Question out to anyone who has solved this problem. I have a 455 with the correct Qjet 7041262 installed. I have factory AC and the engine is modified with hydraulic roller cam and aluminum heads/headers so it has a little less vacuum at idle than stock. When I turn on the AC the idle struggles. In order to compensate I have optimized timing and vacuum at idle but still having to artificially raise the idle with the idle screw thus taking the carburetor off the idle circuit. When the AC is off, the idle is too high. My plan is now to reduce the idle where it should be and install an idle stop solenoid to engage the throttle lever pad when the AC is turned on. easy right? I have been trying to source an idle stop solenoid and bracket but I see that nothing exact fit exists anymore, even though the throttle lever has a pad on it for a solenoid to strike. Question is has anyone already engineered a solution out there? and if they have I would duplicate their efforts with thanks.

I attached a picture of the crap solenoid I bought that didn't line up right nor did it have any strength at all to hold the throttle position. Ames has since stopped selling these becouse they are no good so I am open to any and all suggestions.


----------



## Pinion head (Jan 3, 2015)

Idle stop solenoids were factory installed on '69-71 factory manual transmission equipped Pontiac Q-jets. Also, were factory installed on both auto & manual trans equipped '72 Pontiac 4bbl engines. Have yet to have problems with an original '71 or 72 solenoid, do know there was a change in the style of brackets used. I'd try a original solenoid.


----------



## PontiacJim (Dec 29, 2012)

Ah, this is were fabrication comes into play. Why not slot the bolt holes to see if you can then get the position you want and then cinch it down?

Is this what you have? 1968 - 1972 AC Fast Idle Solenoid Switch, DR1114423 and 1997405 Looks to me you could slot the bracket on the solenoid itself and then the attaching bracket that goes on the engine.


----------



## Pinion head (Jan 3, 2015)

The reproduction idle stop solenoid was brought to market about 10 years ago by a concern that was producing them for muscle era Mopar v8's (to mount off an AFB carb). 

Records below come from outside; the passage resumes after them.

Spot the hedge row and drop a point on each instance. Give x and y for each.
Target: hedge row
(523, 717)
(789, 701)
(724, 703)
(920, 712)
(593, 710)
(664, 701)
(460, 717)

On Pontiac V8's, the stamped steel mtg bracket mounted off the front drivers side Q-jet mounting bolt. The gauge of steel along with a stifferening rib allowed the rigid bracket & original solenoid to properly line up & perform properly for 100's of thousands of miles. know nothing about the reliability of the windings in the repro solenoids, am still using original idle stop solenoids.


----------



## brianj (Sep 5, 2017)

Yes, the repro solenoid you see pictured is junk, it has no ability to hold position. Ames has stopped selling and most sites, like the one Jim shared indicate they are no longer available. I got one of the last and it didn't work. Interesting that an original solenoid will fit that bracket. I thank you both for the knowledge shared. Efforts in finding an original solenoid and bracket have been futile so far. Thanks for the specific history info, that helps me. If anyone knows where I can get an original fitment device and even a bracket I would be in your debt


----------



## BLK69JUDGE (Jun 10, 2010)

*Hi*

I should have a spare working one

I will look this afternoon........

Scott


----------



## brianj (Sep 5, 2017)

Thanks Scott, please call or text me your number if you can spare it. 780-446-2262 Very much appreciated, just let me know what you want for it.


----------